There are many different aspects of finance, which are ripe for innovation. Peer-to-peer lending is one of those aspects which can make a big impact all over the world. According to the Cleveland Federal Reserve, this industry on par with the subprime mortgage market. An interesting correlation, that is a lot more positive than it sounds. It will be interesting to see how P2P lending plays out in the long run.
Everyone knows P2P lending is an industry well worth keeping an eye on. Although this sector has been prevalent for some time now, things are certainly accelerating as we speak. In the US, this business model has been around since 2006. It is a valid alternative to traditional bank loans. Both borrowers and lenders benefit from cutting out the intermediaries in this regard. At the same time, P2P lending is not without risks either.

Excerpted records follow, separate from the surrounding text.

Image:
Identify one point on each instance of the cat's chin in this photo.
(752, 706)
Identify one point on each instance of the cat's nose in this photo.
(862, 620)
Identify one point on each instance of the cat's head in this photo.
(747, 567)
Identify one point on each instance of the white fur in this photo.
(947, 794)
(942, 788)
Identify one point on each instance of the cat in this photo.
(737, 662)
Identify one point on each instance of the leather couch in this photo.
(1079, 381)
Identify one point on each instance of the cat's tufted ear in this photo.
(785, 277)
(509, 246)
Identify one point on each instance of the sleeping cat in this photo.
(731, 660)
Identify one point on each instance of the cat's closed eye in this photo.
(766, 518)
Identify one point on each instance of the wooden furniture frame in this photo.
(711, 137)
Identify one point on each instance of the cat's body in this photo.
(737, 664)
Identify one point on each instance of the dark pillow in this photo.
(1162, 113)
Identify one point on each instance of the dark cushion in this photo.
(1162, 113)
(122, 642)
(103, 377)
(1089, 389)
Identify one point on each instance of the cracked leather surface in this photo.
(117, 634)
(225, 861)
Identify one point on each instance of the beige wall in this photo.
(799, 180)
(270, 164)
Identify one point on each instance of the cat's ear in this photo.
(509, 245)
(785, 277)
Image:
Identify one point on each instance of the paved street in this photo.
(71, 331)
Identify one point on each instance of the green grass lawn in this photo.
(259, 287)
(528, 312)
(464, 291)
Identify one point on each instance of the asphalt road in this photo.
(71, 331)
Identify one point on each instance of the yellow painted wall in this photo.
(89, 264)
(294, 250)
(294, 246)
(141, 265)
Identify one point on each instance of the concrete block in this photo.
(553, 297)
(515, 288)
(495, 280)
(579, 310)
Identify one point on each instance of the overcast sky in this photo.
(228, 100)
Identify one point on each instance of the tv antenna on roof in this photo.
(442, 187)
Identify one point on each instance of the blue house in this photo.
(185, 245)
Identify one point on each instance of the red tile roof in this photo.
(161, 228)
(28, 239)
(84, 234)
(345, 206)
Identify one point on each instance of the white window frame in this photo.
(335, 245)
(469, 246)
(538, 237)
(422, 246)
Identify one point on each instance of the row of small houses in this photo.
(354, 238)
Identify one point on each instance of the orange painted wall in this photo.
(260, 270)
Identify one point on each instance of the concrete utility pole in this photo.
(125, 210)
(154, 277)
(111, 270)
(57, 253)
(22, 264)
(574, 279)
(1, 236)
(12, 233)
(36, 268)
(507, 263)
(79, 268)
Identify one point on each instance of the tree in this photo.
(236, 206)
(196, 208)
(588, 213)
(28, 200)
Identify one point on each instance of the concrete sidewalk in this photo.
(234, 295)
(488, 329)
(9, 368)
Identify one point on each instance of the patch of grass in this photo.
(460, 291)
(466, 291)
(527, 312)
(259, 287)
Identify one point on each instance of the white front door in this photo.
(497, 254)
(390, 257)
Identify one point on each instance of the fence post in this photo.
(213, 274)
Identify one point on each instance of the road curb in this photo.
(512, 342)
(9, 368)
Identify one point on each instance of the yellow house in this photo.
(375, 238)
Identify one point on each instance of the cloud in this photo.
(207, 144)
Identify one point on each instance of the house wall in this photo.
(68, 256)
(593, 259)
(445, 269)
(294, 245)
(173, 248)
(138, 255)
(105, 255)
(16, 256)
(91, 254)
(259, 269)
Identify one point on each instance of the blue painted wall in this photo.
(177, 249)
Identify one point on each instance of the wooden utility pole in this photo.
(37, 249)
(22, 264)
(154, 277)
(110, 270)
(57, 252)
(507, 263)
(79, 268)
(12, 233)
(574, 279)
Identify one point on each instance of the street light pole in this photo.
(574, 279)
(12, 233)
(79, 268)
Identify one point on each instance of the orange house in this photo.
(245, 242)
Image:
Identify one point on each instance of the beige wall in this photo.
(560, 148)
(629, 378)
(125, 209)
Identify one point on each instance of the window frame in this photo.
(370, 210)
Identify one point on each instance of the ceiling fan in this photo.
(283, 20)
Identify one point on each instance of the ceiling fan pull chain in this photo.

P2P Lending is not all That Great
With many new players emerging, the competition has heated up quite a bit. Established names such as Lending Club and SoFi have made a good impact already. Unfortunately, none of these companies have had an easy time entering and remaining in this market. The number of problems – especially in recent times – has grown well beyond what one would expect. Moreover, things will get a lot worse over time, unless something is done about this situation.
“The evidence we document, combined with the fast growth of the P2P market, suggests that the P2P industry has the potential to destabilise consumer balance sheets. Consumers in the at-risk category—those with lower incomes, less education, and higher existing debt—may be the most vulnerable. The overall performance of P2P loans strikingly resembles that of the subprime mortgage market before the 2007 subprime mortgage crisis.”
The whitepaper present by the Cleveland Federal Reserve paints a worrisome picture in this regard. In the P2P lending business, loans are not necessarily performing as one would expect. Helping people refinance previous loans is not always the case. Nor it is entirely true borrowers build up a better credit history. Serving the underbanked is sometimes true, but not necessarily in most cases. In a way, these loans are more predatory in nature. That is a very disturbing label to put on this innovative sector, to say the very least.